OoO becomes more and more profitable if not necessary once there are Cache misses or other long latency/multi-cycle instructions... and I see no real way that the Mill can avoid that problem... on the contrary the way it works with belt-relative addressing of registers it makes it a whole lot harder to implement micro architecture improvements.
Also what about extending the belt-length? Probably the same problem as having only the Instruction Set Architecture Registers... if you don't have enough of them you end up with a lot of Loads/Stores and adding more Registers is impossible without a new ISA (which then requires recompiling everything to take advantage). And that's why Out-of-Order eventually became an important thing.
There are some other things that I think may not turn out all that good on the Mill too... but the entire thing is almost worth its own topic.

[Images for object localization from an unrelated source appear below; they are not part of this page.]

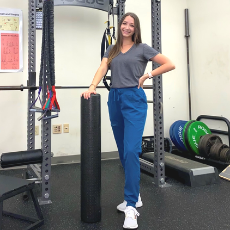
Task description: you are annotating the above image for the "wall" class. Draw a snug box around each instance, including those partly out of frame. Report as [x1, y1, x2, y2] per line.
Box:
[187, 0, 230, 144]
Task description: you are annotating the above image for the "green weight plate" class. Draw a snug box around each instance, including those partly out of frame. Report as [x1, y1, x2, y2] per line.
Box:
[186, 121, 211, 155]
[183, 120, 196, 153]
[182, 120, 195, 151]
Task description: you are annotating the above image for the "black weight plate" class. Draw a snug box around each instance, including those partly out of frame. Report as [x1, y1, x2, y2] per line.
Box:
[198, 134, 223, 158]
[220, 147, 230, 162]
[225, 149, 230, 163]
[210, 143, 228, 161]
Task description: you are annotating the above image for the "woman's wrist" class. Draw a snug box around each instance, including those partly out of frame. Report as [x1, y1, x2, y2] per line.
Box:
[143, 73, 149, 80]
[89, 83, 96, 90]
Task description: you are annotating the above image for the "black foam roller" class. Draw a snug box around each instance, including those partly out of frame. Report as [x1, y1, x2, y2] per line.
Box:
[1, 149, 43, 168]
[81, 94, 101, 223]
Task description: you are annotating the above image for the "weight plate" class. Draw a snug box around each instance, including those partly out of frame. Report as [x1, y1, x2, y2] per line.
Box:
[198, 134, 222, 158]
[173, 120, 187, 151]
[141, 137, 173, 154]
[185, 121, 211, 155]
[225, 149, 230, 163]
[220, 147, 230, 162]
[164, 137, 172, 153]
[183, 120, 196, 153]
[169, 120, 181, 147]
[210, 143, 228, 161]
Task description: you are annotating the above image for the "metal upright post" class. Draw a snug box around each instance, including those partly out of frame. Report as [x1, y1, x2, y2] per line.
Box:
[117, 0, 126, 22]
[151, 0, 166, 187]
[38, 0, 52, 205]
[27, 0, 36, 151]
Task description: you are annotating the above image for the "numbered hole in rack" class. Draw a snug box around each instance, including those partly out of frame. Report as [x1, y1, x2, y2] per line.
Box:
[45, 158, 48, 161]
[45, 170, 48, 173]
[45, 182, 48, 185]
[45, 164, 49, 167]
[45, 188, 49, 191]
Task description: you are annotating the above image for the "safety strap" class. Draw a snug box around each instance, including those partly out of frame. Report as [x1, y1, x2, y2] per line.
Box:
[101, 2, 116, 91]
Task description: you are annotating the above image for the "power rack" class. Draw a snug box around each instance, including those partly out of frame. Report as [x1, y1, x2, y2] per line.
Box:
[27, 0, 165, 205]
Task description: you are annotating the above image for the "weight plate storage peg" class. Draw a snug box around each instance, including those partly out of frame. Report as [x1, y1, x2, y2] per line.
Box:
[209, 143, 228, 161]
[183, 121, 211, 155]
[198, 134, 223, 158]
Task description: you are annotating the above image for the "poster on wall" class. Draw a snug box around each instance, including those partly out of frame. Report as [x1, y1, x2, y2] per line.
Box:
[0, 8, 23, 72]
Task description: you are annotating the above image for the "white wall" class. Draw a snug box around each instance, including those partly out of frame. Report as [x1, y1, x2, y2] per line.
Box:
[0, 0, 188, 156]
[187, 0, 230, 144]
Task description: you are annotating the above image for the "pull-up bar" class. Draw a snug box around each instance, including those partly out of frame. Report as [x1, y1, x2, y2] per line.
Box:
[36, 0, 121, 14]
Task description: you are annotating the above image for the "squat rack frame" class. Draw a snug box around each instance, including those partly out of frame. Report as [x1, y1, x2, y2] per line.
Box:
[27, 0, 165, 205]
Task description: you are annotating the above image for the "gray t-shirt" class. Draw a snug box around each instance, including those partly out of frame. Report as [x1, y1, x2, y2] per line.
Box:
[103, 43, 159, 88]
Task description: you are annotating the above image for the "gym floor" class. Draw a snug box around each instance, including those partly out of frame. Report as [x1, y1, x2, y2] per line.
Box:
[1, 158, 230, 230]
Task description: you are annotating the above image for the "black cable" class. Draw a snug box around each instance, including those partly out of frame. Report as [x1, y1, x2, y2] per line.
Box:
[48, 0, 55, 87]
[44, 1, 51, 90]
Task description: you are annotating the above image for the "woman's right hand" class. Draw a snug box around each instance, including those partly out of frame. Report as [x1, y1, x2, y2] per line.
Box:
[80, 85, 97, 100]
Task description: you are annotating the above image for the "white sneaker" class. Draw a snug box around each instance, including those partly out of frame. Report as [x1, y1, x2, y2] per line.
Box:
[123, 206, 140, 229]
[117, 194, 143, 212]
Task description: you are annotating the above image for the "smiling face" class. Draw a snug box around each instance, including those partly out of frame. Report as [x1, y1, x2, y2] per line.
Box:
[120, 15, 135, 39]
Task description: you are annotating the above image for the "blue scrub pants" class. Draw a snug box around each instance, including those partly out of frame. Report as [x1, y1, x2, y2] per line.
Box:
[107, 87, 147, 208]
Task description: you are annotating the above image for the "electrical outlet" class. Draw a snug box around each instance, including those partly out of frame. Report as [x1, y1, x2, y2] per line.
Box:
[63, 124, 69, 133]
[35, 126, 39, 135]
[53, 125, 62, 134]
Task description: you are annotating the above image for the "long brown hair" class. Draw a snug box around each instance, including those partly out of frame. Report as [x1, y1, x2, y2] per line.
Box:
[107, 12, 142, 66]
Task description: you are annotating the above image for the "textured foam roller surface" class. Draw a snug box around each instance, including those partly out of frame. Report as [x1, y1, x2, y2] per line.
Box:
[81, 94, 101, 223]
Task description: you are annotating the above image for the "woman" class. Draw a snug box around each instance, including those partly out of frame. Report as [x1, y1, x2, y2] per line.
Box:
[81, 12, 175, 229]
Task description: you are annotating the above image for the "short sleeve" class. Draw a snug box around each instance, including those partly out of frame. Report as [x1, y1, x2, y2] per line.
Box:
[103, 45, 113, 58]
[143, 43, 160, 61]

More realistically seems that VISC stuff from Soft Machines since they at least have something to show in Silicon... but sadly they got bought by Intel recently so it probably won't see a commercial implementation for a long, long time... and only if Intel is really cornered and needs to pull a rabbit out of their hat. But the basic concept would be that a single threaded application could take advantage of unused resources from multiple cores, which is achieved by having a global fronted end that fetches instructions from various threads at once and then schedules and distributes them among the cores that are free.
Also when it comes to Out-of-Order stuff then there are also different new concepts that haven't been implemented in any commercial processors yet... like for example out-of-order retirement of instructions when it becomes obvious that they don't depend on anything else anymore. That in turn would allow for a much smaller Reorder buffer... or to increase the out of order window in situations where a lot of instructions are parallel and as long as they don't require atomicity.
If you ask me then I think that the best approach was Berkely RISC II and follow-ups like SPARC which had register windows to speed up loops and subroutine calls, thereby minimizing the need to access Caches/RAM... and that's where they should have gone with the development. Generalizing the register windows so that the software can decide which registers are "punched through" from window to window and instructions to move the contents of a window directly onto a stack buffer on window switch... stuff like that.